Last month, a group of girls at a juvenile detention center in the Bronx sat in a discussion circle with a teaching artist and a social worker. After a series of circle meetings, the girls at Horizon Juvenile Center in New York City had created vision boards, collages in which they envisioned their life five years from now.
The group was initiated by S.O.U.L. Sisters Leadership Collective, a nonprofit that works to empower black girls who are “most impacted by oppression.” The organization — which serves girls in New York City and Miami with a budget of $200,000 — creates space for girls to express themselves and examine their lives in the context of larger social issues.
“We ask them where they are, and we meet them where they are,” said Jamy Drapeza, New York City program coordinator.
Young women of color face great adversity, according to the organization.
Black girls encounter significant bias starting as young as 5 years old, according to a June report from Georgetown Law Center. They’re “adultified” and seen as less innocent and less in need of protection than their white peers, according to “Girlhood Interrupted: The Erasure of Black Girls’ Childhood.”
The report said such bias leads to harsher school discipline for black girls and harsher penalties in juvenile court.
It’s not news to Drapeza. S.O.U.L. Sisters works to counter the impact of stereotypes in the lives of black girls. Many of the girls are in the child welfare system or juvenile justice system.
S.O.U.L. Sisters’ branches in New York City and Miami offer free out-of-school-time workshops in which girls:
- think carefully about social issues
- express themselves through various arts
- attend to their own healing and
- gain leadership skills through teamwork, relationship with a mentor and social action internships.
For example, they may explore who has power in society and who doesn’t by using spoken word, theater, film or photography. Their exploration usually culminates in an arts-based action project.

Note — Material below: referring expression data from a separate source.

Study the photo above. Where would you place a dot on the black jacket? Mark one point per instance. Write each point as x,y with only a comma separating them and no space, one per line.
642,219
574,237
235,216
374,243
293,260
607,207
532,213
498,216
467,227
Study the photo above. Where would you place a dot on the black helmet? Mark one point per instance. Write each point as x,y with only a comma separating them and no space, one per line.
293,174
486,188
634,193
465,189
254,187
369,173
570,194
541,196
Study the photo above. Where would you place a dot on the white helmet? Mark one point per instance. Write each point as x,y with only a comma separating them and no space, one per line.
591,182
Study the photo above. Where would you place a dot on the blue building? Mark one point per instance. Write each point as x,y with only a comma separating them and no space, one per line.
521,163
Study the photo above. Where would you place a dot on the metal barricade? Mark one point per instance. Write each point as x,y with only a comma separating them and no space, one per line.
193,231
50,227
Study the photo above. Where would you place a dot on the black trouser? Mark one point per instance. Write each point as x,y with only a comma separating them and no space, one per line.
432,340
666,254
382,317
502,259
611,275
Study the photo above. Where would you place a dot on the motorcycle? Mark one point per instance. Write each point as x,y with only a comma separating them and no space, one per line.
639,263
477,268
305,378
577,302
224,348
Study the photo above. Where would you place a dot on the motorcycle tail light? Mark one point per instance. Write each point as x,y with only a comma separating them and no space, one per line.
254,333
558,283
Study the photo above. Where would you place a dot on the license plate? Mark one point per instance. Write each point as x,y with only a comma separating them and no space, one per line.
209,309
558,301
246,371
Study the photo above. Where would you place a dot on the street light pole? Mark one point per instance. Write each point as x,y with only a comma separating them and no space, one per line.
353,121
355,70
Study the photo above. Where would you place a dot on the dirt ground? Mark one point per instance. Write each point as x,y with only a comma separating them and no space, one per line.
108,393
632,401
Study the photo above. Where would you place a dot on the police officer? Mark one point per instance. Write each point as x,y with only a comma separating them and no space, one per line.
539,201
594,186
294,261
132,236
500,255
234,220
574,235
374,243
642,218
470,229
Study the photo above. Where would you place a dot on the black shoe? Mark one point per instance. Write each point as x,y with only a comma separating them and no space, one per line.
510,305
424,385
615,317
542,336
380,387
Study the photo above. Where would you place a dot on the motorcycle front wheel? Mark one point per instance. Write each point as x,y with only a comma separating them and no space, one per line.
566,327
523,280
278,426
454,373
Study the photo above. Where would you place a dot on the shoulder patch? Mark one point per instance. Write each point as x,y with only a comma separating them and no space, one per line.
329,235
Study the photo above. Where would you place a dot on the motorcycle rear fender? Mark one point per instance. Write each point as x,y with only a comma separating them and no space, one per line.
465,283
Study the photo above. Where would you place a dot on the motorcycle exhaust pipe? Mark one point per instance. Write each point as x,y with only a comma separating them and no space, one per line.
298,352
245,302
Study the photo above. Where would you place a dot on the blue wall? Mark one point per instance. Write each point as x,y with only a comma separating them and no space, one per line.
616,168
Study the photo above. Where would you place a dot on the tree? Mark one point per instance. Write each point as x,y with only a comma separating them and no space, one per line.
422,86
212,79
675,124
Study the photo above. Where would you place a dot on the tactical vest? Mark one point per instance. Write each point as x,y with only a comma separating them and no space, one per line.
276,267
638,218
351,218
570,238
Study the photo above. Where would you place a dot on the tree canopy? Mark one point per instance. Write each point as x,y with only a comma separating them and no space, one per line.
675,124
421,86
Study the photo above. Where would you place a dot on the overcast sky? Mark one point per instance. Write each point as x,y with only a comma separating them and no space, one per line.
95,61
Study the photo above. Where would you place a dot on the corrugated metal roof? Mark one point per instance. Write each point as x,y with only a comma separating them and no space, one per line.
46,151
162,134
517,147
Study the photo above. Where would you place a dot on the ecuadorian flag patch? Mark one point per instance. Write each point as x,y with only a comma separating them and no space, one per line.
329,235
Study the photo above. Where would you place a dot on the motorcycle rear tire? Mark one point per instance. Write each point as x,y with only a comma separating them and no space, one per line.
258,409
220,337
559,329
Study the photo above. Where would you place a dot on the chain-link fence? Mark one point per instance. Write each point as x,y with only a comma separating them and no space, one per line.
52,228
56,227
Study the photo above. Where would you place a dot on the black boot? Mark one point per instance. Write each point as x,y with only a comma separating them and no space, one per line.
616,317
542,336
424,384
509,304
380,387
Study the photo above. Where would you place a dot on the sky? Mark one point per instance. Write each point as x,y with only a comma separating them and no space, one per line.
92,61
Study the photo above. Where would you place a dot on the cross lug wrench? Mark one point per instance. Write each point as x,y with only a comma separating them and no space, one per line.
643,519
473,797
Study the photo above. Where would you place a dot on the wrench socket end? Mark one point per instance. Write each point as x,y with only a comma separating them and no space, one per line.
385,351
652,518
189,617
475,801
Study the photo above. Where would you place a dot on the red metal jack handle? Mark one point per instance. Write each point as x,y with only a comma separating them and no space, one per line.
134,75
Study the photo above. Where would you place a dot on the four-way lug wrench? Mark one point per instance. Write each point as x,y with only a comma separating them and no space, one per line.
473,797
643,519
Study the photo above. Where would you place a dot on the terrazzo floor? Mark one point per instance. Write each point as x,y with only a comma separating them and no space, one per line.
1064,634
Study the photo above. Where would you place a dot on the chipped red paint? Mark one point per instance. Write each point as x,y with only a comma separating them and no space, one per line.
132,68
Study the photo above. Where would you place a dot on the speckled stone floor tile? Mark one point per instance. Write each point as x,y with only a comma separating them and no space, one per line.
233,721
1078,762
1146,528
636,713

This spring, Drapeza also took after-school workshops to Passages Academy, which serves kids in the New York City child welfare system.
“All our programs start with circle practices,” she said. Girls gather in a circle and create an agreement with guidelines for working together.
The organization uses the methods of educator Paolo Friere, eliciting what the girls want in the program and seeking to support them.
S.O.U.L. Sisters also has a Youth Leadership Board that helps run workshops, plan for the organization and spearhead actions in their communities.
Nine girls in Miami recently took part in a Youth Leadership Board retreat, where they worked on a new vision and mission statement for the organization.
In addition, S.O.U.L. Sisters provides training to youth workers in New York City and Miami in its methods of gender-responsive programming, trauma-informed practice and restorative justice.
To address the problems in how black girls are treated, the organization works with girls who have “lived and breathed inequality,” according to the organization’s website, offering them a path to leadership to transform their communities.